The only real criticism about The Decaying Light is that it begins to sound a tad repetitive by the end. The 45-minute run time is by no means overlong, but it also isn’t particularly brief, and the presence of an intro and outro ‒ along with the very short breaks between tracks ‒ hints that Disentomb wanted the record to be more of a holistic listening experience, but it never quite reaches such a lofty goal. The obvious rebuttal to this criticism is that nothing is truly worthy of the cutting board. They’re all strong songs, but if only certain songs tried to expand the scope, while others went straight for the throat, there would likely be a better flow.
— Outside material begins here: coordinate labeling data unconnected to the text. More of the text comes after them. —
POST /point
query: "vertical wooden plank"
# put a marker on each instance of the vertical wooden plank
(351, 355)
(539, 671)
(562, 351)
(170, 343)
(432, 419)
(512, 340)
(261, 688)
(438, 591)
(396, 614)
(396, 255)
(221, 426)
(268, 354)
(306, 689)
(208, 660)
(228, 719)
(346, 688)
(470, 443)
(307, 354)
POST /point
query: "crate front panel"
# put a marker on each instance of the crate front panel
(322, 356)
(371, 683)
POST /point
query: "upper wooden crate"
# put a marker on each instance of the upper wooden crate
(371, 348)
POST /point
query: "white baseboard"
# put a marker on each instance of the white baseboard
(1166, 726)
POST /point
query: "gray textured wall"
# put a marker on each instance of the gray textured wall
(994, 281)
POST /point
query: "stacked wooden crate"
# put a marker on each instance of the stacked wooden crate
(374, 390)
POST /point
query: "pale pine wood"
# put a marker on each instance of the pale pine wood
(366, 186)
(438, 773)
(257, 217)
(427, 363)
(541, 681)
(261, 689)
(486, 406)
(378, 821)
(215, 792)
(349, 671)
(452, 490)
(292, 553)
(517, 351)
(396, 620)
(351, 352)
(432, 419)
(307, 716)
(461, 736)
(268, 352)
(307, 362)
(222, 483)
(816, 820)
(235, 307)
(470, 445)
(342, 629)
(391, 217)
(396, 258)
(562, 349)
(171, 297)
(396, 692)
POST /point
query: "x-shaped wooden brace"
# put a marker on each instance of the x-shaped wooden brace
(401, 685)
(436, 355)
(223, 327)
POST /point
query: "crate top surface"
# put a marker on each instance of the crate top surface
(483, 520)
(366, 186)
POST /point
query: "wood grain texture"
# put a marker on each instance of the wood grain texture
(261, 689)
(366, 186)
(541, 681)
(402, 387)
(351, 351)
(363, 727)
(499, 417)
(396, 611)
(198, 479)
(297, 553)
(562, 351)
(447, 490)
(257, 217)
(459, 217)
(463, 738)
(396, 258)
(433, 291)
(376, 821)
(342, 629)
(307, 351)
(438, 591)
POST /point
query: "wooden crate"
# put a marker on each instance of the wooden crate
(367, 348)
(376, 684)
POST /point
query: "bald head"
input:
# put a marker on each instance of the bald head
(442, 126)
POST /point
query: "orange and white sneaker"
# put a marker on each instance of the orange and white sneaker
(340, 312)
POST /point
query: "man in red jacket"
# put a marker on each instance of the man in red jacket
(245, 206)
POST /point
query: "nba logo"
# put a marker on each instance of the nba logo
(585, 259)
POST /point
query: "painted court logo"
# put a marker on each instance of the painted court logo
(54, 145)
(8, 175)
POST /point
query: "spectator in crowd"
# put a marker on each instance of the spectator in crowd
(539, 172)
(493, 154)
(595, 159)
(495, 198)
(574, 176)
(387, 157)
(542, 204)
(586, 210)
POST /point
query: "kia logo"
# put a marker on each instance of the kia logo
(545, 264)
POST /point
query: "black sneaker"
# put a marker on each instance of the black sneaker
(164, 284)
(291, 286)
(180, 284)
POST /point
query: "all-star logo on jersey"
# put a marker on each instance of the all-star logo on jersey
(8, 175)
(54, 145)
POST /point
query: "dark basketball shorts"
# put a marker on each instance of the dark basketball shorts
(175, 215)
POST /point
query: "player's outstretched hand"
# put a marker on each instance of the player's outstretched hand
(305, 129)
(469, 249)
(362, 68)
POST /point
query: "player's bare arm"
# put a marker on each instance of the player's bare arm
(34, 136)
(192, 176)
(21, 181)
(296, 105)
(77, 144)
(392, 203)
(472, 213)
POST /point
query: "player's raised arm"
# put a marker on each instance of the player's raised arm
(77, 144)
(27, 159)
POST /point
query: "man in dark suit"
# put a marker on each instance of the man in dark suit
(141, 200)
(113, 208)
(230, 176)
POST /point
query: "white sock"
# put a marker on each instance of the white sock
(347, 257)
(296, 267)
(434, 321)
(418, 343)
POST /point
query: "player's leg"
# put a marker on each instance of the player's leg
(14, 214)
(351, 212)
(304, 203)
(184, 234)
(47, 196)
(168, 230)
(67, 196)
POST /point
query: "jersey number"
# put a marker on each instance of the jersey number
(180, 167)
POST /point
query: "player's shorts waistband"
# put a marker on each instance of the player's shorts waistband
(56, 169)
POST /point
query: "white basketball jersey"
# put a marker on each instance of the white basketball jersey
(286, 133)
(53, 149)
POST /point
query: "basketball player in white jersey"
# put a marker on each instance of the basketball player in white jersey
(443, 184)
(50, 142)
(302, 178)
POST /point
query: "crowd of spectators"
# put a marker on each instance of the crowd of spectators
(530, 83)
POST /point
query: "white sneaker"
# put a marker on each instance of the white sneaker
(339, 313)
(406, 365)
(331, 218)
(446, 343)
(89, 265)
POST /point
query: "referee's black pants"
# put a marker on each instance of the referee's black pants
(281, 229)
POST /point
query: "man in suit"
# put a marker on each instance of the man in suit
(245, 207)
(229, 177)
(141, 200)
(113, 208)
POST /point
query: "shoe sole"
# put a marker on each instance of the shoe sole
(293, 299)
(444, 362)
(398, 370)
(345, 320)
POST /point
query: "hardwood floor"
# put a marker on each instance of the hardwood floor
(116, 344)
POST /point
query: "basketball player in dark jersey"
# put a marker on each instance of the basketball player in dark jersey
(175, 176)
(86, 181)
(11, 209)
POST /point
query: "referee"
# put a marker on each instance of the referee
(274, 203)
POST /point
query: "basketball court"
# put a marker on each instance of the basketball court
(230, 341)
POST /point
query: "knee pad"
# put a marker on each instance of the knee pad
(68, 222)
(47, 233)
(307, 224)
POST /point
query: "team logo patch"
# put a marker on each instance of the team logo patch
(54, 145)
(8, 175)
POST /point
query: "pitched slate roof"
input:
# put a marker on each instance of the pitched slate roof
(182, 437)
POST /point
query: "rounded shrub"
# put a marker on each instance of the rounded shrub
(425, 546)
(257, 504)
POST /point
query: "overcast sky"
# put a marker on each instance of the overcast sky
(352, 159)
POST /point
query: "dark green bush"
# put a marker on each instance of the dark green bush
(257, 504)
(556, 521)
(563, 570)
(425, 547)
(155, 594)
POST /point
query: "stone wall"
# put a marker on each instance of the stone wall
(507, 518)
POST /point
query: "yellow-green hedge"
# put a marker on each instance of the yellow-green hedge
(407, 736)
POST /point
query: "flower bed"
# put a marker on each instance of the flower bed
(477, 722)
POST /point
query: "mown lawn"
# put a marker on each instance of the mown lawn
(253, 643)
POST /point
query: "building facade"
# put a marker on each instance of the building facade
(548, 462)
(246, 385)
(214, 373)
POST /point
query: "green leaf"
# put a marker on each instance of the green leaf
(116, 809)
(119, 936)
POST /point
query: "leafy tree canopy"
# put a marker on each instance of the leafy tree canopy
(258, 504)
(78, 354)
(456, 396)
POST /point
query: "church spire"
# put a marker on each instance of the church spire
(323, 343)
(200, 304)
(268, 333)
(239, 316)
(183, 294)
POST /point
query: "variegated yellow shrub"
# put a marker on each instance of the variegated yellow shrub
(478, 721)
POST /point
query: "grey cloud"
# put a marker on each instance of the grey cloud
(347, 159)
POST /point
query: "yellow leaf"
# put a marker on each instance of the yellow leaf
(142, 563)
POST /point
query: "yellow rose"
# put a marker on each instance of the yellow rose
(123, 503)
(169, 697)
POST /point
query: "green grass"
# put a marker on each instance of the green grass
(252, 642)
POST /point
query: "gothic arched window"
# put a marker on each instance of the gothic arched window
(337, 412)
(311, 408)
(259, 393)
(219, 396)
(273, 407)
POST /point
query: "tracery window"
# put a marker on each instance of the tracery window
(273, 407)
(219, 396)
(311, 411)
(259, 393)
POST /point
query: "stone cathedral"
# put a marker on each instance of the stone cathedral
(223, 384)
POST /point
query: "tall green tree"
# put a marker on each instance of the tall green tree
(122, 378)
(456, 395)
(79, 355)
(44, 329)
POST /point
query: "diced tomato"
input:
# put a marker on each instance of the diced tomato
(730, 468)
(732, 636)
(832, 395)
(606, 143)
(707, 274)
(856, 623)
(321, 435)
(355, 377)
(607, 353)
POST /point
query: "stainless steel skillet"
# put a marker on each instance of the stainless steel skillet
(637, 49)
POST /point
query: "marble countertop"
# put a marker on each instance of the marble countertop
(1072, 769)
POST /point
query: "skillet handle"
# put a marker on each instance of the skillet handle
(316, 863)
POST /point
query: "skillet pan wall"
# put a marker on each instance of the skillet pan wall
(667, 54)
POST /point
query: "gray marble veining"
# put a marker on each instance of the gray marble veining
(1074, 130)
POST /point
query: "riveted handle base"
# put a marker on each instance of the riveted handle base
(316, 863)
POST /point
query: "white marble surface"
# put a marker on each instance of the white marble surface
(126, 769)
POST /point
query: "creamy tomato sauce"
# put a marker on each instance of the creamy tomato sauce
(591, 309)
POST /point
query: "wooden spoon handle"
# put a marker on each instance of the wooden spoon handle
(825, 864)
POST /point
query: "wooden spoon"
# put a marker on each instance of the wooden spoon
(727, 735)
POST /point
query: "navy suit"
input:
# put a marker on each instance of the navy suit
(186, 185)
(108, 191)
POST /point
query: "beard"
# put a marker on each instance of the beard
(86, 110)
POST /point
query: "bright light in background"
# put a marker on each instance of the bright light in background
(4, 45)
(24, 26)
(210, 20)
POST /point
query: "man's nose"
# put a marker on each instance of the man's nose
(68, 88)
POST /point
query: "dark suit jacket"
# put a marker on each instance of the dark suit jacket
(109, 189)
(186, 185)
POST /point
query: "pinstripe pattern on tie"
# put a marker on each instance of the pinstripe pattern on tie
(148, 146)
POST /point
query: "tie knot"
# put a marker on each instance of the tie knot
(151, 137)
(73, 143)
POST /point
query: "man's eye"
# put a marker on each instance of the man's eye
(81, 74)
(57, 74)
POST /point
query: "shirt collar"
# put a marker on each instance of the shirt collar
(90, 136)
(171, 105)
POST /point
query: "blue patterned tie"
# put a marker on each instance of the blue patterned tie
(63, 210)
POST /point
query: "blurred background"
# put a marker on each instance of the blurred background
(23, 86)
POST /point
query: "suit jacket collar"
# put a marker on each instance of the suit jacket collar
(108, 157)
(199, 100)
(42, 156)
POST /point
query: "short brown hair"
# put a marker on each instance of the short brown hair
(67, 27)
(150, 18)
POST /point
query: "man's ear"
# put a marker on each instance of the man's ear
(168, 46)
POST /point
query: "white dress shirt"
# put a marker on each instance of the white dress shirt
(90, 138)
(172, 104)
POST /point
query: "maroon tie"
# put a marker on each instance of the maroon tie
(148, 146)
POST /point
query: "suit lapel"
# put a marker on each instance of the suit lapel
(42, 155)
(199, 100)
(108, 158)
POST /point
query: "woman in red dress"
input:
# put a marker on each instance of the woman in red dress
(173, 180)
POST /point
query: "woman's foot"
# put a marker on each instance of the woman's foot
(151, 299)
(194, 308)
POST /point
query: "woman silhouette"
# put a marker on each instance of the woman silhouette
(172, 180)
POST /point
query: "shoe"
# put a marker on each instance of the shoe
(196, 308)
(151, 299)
The Decaying Light’s biggest flaw, then, is that most of its songs are strong in too similar of a fashion. That is undeniably a nitpick, but with greater ambition comes greater scrutiny.
Still, overall Disentomb’s little micro-micro-niche ought to greatly please quite a lot of ears. They should appeal to people that maybe think Ulcerate has gotten a bit too repetitive in riffery, or to folks that dig guttural slams for a song or two but also like at least the illusion of dynamics. Just because it works better as a set of songs than as a truly complete album doesn’t mean it isn’t also almost constantly killer, and as stated, a whole heap of fun. Having a metric ton of great riffs ‒ both crazily brutal and brainiac dissonant ‒ certainly helps matters.